Mario Trudeau, président de l'AEDQ, a toutefois été surpris de cette annonce. Il n'a pas été averti de la décision de l'administration Plante et n'a pas reçu d'appel pour une prise de rendez-vous.

Il se dit toutefois heureux de ce dénouement.

«La Ville de Montréal a intérêt à réunir tout le monde pour améliorer le déneigement», lance-t-il.

Lionel Perez, chef d'Ensemble Montréal, estime cependant que cette table est superflue.

«Les contrats sont très clairs. Les responsabilités aussi. C'est à l'administration de prendre des décisions et de coordonner le tout. Il semble y avoir une indécision, ils patinent avec les mots alors que les Montréalais patinent sur les trottoirs», lance-t-il.

M. Perez salue toutefois l'achat de «croque-glace».

L'ancien hippodrome pour entreposer la neige

Par ailleurs, Mme Plante et M. Parenteau soulignent que la Ville a déjà reçu la quantité de neige qui est normalement prévue dans un hiver au complet. Conséquence: deux des trois sites d'entreposage de la neige sont à pleine capacité. Le troisième, le site Angrignon, est plein à 90%.

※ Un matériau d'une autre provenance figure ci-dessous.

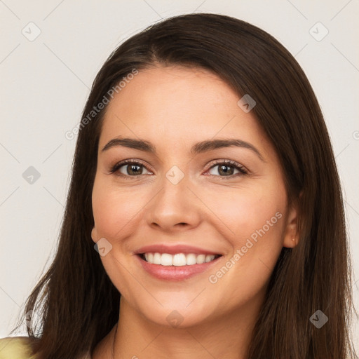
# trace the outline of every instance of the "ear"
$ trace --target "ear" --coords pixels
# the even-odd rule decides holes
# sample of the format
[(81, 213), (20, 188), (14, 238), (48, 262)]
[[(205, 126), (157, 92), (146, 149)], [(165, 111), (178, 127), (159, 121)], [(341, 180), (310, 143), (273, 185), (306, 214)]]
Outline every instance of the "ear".
[(294, 248), (297, 246), (299, 241), (299, 233), (298, 231), (298, 208), (299, 201), (302, 197), (301, 192), (297, 201), (289, 208), (287, 215), (287, 224), (285, 229), (283, 238), (283, 247), (287, 248)]
[(91, 230), (91, 238), (93, 238), (93, 241), (94, 243), (97, 242), (97, 230), (96, 229), (96, 224), (93, 225), (93, 228)]

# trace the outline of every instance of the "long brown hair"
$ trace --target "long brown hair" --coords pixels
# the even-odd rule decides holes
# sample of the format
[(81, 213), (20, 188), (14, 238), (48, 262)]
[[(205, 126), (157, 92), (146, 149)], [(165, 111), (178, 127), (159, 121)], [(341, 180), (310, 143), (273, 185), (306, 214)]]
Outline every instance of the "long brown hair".
[[(299, 64), (273, 37), (244, 21), (209, 13), (174, 17), (112, 53), (93, 82), (83, 119), (134, 69), (158, 64), (210, 70), (238, 96), (255, 99), (252, 113), (279, 156), (288, 198), (299, 203), (299, 244), (282, 250), (247, 358), (357, 358), (350, 341), (352, 269), (340, 182), (322, 112)], [(41, 318), (28, 334), (41, 359), (79, 358), (118, 318), (121, 294), (90, 235), (105, 109), (82, 121), (58, 249), (26, 302), (24, 315), (32, 310)], [(318, 310), (328, 318), (320, 328), (310, 320)]]

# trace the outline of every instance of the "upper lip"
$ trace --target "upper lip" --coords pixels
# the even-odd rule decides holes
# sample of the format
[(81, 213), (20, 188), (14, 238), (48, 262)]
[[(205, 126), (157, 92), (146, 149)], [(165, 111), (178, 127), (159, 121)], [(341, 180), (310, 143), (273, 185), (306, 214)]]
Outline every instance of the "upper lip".
[(199, 248), (192, 245), (168, 245), (166, 244), (159, 243), (151, 245), (145, 245), (141, 247), (135, 251), (135, 255), (143, 253), (168, 253), (169, 255), (176, 255), (177, 253), (194, 253), (198, 255), (220, 255), (218, 252), (206, 250), (205, 248)]

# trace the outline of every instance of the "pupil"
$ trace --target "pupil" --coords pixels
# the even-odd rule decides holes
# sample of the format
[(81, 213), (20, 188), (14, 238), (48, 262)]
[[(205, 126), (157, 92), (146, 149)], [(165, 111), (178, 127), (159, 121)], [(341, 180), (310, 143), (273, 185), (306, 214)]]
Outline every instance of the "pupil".
[(227, 170), (228, 168), (231, 168), (231, 166), (229, 166), (229, 165), (221, 165), (219, 167), (219, 173), (221, 173), (221, 171), (223, 171), (223, 173), (224, 173), (225, 175), (232, 175), (233, 174), (233, 168), (232, 168), (231, 170)]
[(139, 165), (130, 165), (130, 173), (133, 173), (133, 174), (135, 174), (135, 175), (137, 175), (137, 173), (136, 173), (136, 170), (134, 168), (137, 168), (137, 170), (138, 171), (139, 170), (139, 168), (140, 167)]

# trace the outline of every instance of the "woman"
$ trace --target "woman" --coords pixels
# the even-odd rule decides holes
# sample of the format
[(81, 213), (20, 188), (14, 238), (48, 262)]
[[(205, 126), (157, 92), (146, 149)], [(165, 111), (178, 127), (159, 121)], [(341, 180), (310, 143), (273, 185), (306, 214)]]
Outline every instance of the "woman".
[(329, 136), (271, 36), (215, 14), (151, 26), (104, 63), (76, 133), (24, 313), (39, 325), (0, 358), (355, 358)]

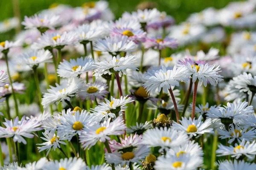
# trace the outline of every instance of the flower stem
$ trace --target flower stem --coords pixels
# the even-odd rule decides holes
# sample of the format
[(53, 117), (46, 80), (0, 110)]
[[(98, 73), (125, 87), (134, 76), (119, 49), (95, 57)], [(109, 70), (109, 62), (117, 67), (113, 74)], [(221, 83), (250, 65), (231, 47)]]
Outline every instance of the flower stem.
[(252, 102), (253, 102), (253, 97), (254, 97), (254, 95), (255, 95), (255, 92), (253, 92), (252, 93), (252, 96), (251, 97), (251, 99), (250, 100), (250, 102), (249, 102), (248, 106), (250, 106), (252, 104)]
[[(18, 147), (18, 142), (14, 142), (15, 143), (15, 150), (16, 150), (16, 161), (18, 163), (18, 164), (20, 164), (20, 156), (19, 155), (19, 147)], [(10, 155), (12, 156), (12, 155)]]
[(139, 102), (140, 107), (139, 108), (139, 116), (138, 116), (138, 119), (137, 119), (137, 122), (138, 122), (138, 123), (139, 124), (141, 122), (141, 118), (142, 117), (145, 103), (145, 102)]
[[(107, 149), (107, 150), (108, 150), (108, 152), (109, 153), (112, 153), (112, 152), (111, 151), (111, 149), (110, 149), (110, 147), (109, 146), (108, 141), (106, 140), (106, 141), (104, 142), (104, 144), (105, 144), (105, 146), (106, 147), (106, 149)], [(114, 164), (111, 164), (111, 166), (112, 167), (112, 170), (115, 170), (115, 165), (114, 165)]]
[(40, 106), (40, 108), (41, 109), (41, 112), (44, 112), (44, 108), (41, 103), (42, 100), (42, 94), (41, 94), (41, 91), (40, 90), (40, 87), (39, 87), (39, 80), (38, 80), (38, 70), (37, 67), (35, 67), (33, 68), (33, 71), (34, 71), (34, 76), (35, 77), (35, 85), (36, 85), (36, 88), (37, 89), (38, 93), (38, 100), (39, 102), (39, 105)]
[(59, 149), (61, 151), (61, 152), (62, 153), (63, 153), (63, 155), (64, 155), (64, 156), (65, 156), (65, 157), (68, 158), (68, 156), (67, 156), (67, 154), (66, 154), (65, 152), (64, 152), (64, 150), (63, 150), (62, 148), (61, 148), (61, 147), (58, 147), (58, 148), (59, 148)]
[(191, 113), (191, 119), (195, 117), (195, 102), (196, 102), (196, 94), (197, 93), (197, 88), (198, 85), (198, 81), (196, 81), (194, 84), (194, 92), (193, 92), (193, 103), (192, 105), (192, 113)]
[(5, 54), (5, 59), (6, 60), (6, 66), (7, 67), (7, 73), (8, 74), (8, 76), (9, 77), (9, 81), (10, 82), (10, 85), (11, 85), (11, 87), (12, 88), (12, 96), (13, 96), (13, 99), (14, 100), (14, 103), (15, 105), (15, 112), (16, 113), (16, 116), (19, 116), (19, 109), (18, 108), (18, 103), (17, 102), (17, 99), (16, 97), (16, 95), (15, 94), (15, 92), (14, 91), (14, 90), (13, 89), (13, 86), (12, 86), (12, 76), (11, 76), (11, 74), (10, 74), (10, 71), (9, 69), (9, 64), (8, 63), (8, 59), (7, 57), (7, 54), (4, 53)]
[(74, 155), (75, 155), (75, 156), (77, 157), (77, 153), (76, 153), (76, 149), (75, 149), (75, 147), (74, 147), (74, 146), (72, 144), (72, 142), (71, 141), (68, 142), (68, 143), (70, 144), (70, 147), (71, 147), (71, 149), (73, 151), (73, 153), (74, 153)]
[(172, 102), (173, 102), (173, 105), (174, 105), (174, 108), (175, 109), (175, 113), (176, 115), (177, 122), (177, 123), (180, 124), (180, 115), (179, 115), (179, 111), (178, 111), (177, 104), (176, 102), (176, 100), (175, 100), (175, 97), (174, 96), (174, 95), (173, 94), (172, 90), (172, 87), (171, 87), (171, 88), (170, 88), (170, 89), (169, 89), (169, 91), (170, 92), (170, 94), (171, 94), (171, 96), (172, 97)]

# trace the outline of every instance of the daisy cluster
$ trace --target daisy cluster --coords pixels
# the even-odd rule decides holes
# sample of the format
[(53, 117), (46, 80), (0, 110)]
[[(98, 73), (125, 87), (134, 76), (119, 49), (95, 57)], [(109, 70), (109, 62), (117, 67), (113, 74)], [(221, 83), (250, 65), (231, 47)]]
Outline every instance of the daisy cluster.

La Ville demandera donc une autorisation du ministère de l'Environnement pour entreposer la neige sur le site de l'ancien hippodrome Blue Bonnets. La Ville est devenue propriétaire du site cet automne.

Or, l'hippodrome doit faire l'objet d'un important redéveloppement immobilier. Jusqu'ici, la Ville ne prévoit pas devoir décontaminer les sols outre-mesure, mais l'entreposage de la neige deviendra une source de contamination.

L'administration n'a pas abordé la question des coûts de décontamination.

Selon le président de l'AEDQ, l'ajout d'un site d'entreposage est une bonne nouvelle. La surcharge des autres sites complique et retarde les opérations de déneigement.

Meilleure cohérence

De plus, M. Parenteau souhaite améliorer la cohérence des opérations de déneigement entre les arrondissements. Le déglaçage et l'épandage d'abrasifs, notamment, relèvent des arrondissements et non de la ville-centre.

«Ce qui est constaté, c'est la disparité d'un arrondissement à l'autre. Dans le cas de la semaine qui vient de se passer, il y a des arrondissements qui ne sont passés que deux fois pour l'opération de déglaçage alors que d'autres sont passés six fois. Ceux-là ont été plus populaires», souligne-t-il.

M. Parenteau affirme avoir envoyé une lettre aux maires d'arrondissements à ce sujet il y a deux semaines.